I was hired at a company and my co-worker had been hired one year previously; she trained me when I first joined the company. We've both been working in the same group, doing the same job for the past three years and we've made it clear to Management that we're interested in advancement and other opportunities in the company. We became friends during these three years, often getting together outside of work. I was recently offered the job as manager of our group, meaning that I would now be my friend's boss. I know she's going to be disappointed because I know she'll think that she should have been offered the position since she has more seniority. How do I maintain our friendship but also a good working relationship?
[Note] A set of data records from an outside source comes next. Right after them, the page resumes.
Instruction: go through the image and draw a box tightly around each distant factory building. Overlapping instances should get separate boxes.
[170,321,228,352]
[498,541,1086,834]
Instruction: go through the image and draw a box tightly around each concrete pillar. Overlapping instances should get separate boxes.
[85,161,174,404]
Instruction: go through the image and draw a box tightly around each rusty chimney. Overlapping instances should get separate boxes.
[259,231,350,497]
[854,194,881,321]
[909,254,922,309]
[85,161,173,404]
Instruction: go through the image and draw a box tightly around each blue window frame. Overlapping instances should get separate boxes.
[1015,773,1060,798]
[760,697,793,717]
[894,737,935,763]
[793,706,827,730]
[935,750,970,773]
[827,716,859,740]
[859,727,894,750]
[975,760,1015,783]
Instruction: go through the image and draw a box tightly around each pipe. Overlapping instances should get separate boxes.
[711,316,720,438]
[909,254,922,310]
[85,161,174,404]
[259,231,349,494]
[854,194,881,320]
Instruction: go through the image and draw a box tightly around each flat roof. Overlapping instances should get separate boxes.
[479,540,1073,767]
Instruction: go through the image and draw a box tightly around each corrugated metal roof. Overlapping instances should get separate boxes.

Do not assume automatically that she'd hate you because you got the promotion. She may be happy for you. Maintain friendly disposition and don't act superior to her. Find a way to mention how much you appreciate her help when she trained you. In a small way she helped you get where you are today.
Do something nice for her, invite her to lunch, give her credit for work she did well, etc. If you believe she deserve a promotion, with your new position you could be instrumental in helping her get ahead.
Be transparent, professional, and sympathetic. Have an honest conversation where you share your concerns (that she will be disappointed, that it will affect your relationship), and leave it at that for now.
It will take time to see exactly how this affects your relationship -- really depends on what your role is. Will you simply guide/monitor her tasks, or will you be responsible for performance reviews and raises?
Friendships can exist between a boss and a report, but they are more complex and take more communication and work. You must also work to avoid the perception that you are treating members of the group differently because some are "friends." Communication with all of your group again is key.
Know that the title of "boss" doesn't confer any magic powers. To be an effective boss you must have the ability to maintain those good relationships, to listen to what members of your group are telling you, and to communicate clearly (when appropriate) the reasons you make the choices you do.